Next government must fuel the Midlands Engine

If the government is really serious about revving up the regions then a new administration must turn plans for the Midlands Engine into reality, argues Steve Wooler.

It might seem strange to be talking about the vast potential in a government initiative when the government responsible for it has just handed in the keys at Westminster.

I make no great claims for the ability of BWB’s corporate crystal ball, but I suspect that when the dust settles after seven weeks of campaigning we’ll end up with an administration looking suspiciously similar to the one we’ve just waved goodbye to.

Theresa May doesn’t come across to me as someone who wants to reinvent the wheel. She’ll want to be in a stronger position to get on with her version of Brexit, but her basic approach to running the economy seems unlikely to change. That means a continuing international trade push, strategies for raising the game of key industries, and initiatives aimed at improving the performance of regional economies like the Northern Powerhouse and Midlands Engine.

Thanks to Manchester’s undeniable ability to create headlines, we’ve heard a lot about the Northern Powerhouse, particularly its ambitions for better cross-regional transport links.

As the year progresses and a ‘new’ government beds in, I suspect we’ll hear a lot more about the Midlands Engine. Birmingham - bigger than Manchester, remember - is keen to set the pace, and if the Conservatives’ own Andy Street (the former CEO of John Lewis) succeeds in his campaign to become mayor of the West Midlands you can expect that he’ll be an early caller when 10 Downing Street reopens for business on 9 June.

There is also an undeniable appetite for progress elsewhere in the Midlands. Nottingham, Derby and Leicester are all keen to build on global strengths in key industries like advanced manufacturing, life sciences and digital tech. But they need better infrastructure and connectivity to thrive and prosper.

Thankfully, the Midlands Engine now has some tangible plans to build on. Only a few weeks ago it unveiled both its own economic strategy and a strategy for Midlands Connect, which is responsible for driving improvement in the region’s transport networks.

That strategy contained more than £400m of funding commitments and an incisive analysis of the challenges the Midlands economy faces - below average productivity, skills shortages, and poor connectivity.
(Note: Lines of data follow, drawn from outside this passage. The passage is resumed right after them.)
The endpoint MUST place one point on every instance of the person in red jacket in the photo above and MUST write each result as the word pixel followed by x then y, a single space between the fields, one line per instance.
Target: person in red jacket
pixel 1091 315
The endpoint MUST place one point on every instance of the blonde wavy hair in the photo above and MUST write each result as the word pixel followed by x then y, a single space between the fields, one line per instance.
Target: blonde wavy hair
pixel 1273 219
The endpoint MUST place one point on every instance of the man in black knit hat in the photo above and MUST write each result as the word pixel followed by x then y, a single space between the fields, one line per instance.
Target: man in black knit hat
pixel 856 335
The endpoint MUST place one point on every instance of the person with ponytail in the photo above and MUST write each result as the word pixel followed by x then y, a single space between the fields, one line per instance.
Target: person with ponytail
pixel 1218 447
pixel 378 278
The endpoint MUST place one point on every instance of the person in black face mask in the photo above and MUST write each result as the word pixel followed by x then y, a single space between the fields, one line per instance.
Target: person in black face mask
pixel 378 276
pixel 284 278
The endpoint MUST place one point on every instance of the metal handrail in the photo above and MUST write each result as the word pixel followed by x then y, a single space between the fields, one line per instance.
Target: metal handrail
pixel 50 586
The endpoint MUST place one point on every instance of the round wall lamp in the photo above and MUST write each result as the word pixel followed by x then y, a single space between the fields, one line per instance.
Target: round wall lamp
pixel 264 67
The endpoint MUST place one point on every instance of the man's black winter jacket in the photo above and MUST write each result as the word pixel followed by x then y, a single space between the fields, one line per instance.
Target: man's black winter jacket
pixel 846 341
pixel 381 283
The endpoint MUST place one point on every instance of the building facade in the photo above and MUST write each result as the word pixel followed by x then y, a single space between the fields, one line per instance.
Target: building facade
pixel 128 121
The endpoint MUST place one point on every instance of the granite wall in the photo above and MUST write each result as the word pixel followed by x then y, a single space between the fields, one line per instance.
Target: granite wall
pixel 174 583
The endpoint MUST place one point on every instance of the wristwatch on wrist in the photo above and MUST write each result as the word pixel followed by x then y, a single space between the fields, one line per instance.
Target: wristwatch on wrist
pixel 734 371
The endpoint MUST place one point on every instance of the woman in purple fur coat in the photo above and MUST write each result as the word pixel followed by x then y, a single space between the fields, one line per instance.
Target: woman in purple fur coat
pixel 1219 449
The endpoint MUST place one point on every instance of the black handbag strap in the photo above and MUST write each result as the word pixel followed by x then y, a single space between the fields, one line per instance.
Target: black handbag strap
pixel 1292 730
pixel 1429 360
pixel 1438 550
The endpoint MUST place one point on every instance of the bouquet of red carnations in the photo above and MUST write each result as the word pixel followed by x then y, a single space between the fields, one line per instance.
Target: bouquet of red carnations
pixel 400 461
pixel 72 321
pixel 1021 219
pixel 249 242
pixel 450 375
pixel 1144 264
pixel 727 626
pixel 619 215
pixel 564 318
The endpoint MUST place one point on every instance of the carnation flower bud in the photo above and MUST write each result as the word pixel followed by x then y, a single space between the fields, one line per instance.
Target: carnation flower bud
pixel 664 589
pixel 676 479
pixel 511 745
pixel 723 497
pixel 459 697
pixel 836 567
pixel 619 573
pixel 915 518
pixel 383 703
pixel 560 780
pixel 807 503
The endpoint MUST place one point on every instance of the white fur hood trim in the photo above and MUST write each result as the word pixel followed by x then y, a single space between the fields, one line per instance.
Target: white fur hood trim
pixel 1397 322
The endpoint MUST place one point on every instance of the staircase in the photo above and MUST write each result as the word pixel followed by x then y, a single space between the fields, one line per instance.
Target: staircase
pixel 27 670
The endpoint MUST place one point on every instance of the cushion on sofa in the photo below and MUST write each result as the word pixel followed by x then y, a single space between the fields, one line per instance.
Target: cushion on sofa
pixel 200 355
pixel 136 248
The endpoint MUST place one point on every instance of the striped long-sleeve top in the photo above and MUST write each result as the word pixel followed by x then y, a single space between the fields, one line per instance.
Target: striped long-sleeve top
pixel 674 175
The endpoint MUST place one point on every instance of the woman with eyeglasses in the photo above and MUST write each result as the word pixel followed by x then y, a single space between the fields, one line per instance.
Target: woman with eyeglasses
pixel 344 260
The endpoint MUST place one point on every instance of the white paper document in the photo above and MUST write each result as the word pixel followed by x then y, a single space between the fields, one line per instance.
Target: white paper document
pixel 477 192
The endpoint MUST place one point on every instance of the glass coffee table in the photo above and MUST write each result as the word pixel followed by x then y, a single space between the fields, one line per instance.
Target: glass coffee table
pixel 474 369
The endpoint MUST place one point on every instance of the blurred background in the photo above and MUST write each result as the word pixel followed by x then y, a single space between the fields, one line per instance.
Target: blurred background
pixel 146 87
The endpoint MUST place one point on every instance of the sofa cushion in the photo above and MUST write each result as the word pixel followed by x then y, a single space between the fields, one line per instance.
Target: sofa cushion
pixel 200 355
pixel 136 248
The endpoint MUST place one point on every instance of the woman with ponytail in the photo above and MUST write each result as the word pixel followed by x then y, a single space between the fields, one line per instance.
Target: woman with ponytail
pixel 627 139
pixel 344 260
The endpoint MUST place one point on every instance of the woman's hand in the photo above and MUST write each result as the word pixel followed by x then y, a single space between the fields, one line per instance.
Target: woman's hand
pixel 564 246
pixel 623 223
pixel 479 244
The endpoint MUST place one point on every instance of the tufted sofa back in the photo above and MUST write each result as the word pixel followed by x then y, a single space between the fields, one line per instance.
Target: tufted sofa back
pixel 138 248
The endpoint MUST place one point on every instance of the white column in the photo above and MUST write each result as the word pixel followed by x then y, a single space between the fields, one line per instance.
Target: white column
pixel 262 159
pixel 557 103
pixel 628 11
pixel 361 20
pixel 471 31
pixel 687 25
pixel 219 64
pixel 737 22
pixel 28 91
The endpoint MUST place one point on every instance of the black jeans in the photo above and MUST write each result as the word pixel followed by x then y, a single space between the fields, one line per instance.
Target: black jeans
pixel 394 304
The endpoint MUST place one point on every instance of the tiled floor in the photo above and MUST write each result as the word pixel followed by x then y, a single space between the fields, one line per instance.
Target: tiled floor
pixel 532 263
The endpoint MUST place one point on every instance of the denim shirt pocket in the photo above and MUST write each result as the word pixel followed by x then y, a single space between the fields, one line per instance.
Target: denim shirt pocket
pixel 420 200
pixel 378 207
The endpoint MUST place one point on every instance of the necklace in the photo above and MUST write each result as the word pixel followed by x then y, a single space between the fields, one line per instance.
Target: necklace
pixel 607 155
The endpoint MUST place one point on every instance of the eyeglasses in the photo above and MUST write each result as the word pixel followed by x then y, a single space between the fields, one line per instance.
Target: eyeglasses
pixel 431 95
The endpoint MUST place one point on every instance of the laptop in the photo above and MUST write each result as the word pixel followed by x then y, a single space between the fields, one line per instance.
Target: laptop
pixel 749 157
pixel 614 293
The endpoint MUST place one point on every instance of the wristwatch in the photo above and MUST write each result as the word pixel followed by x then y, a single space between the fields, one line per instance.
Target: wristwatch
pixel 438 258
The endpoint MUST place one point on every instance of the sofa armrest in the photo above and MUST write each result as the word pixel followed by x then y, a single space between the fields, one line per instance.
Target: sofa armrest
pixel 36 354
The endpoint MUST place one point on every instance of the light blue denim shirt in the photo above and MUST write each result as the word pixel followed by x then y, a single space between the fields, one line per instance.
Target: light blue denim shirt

It’s pretty obvious these problems are linked, and it is pleasing to see a clear acknowledgment that the transport network across a fragmented expanse of the UK economy has got to be much better connected and more smartly operated.

While HS2 sits above the Midlands Engine, it makes absolute sense for such a connectivity game-changer to remain a key part of government transport strategy. I would go further and push for some early clarity on the route of HS2 East as it drives up to Scotland. In the same vein, a new government must look again at the plans for a Great Britain Freight Route, which could take the heat off our motorways by transferring some long-distance freight on to under-utilised rail lines - and in a form compatible with European rail freight networks.

The Midlands Engine strategy ticks a lot of very sensible boxes, and I hope that as an organisation it keeps talking directly to business about how these plans can be turned into reality. The challenge, of course, lies in two areas: long-term political commitment to the strategy, and making sure that national and local government has the capacity to help make it happen.

I would urge politicians of all colours to make absolutely clear during the election campaign that they are committed to investing in the economies of the Midlands and the north. The untapped potential is huge, and the Midlands could do so much more for Britain’s balance of payments if its infrastructure was brought up to 21st century standards.

We don’t need to reinvent the wheel. But whatever your political allegiances are, I hope you agree that we do need to get the Midlands Engine revving harder.

Steve Wooler is the chief executive of BWB Consulting.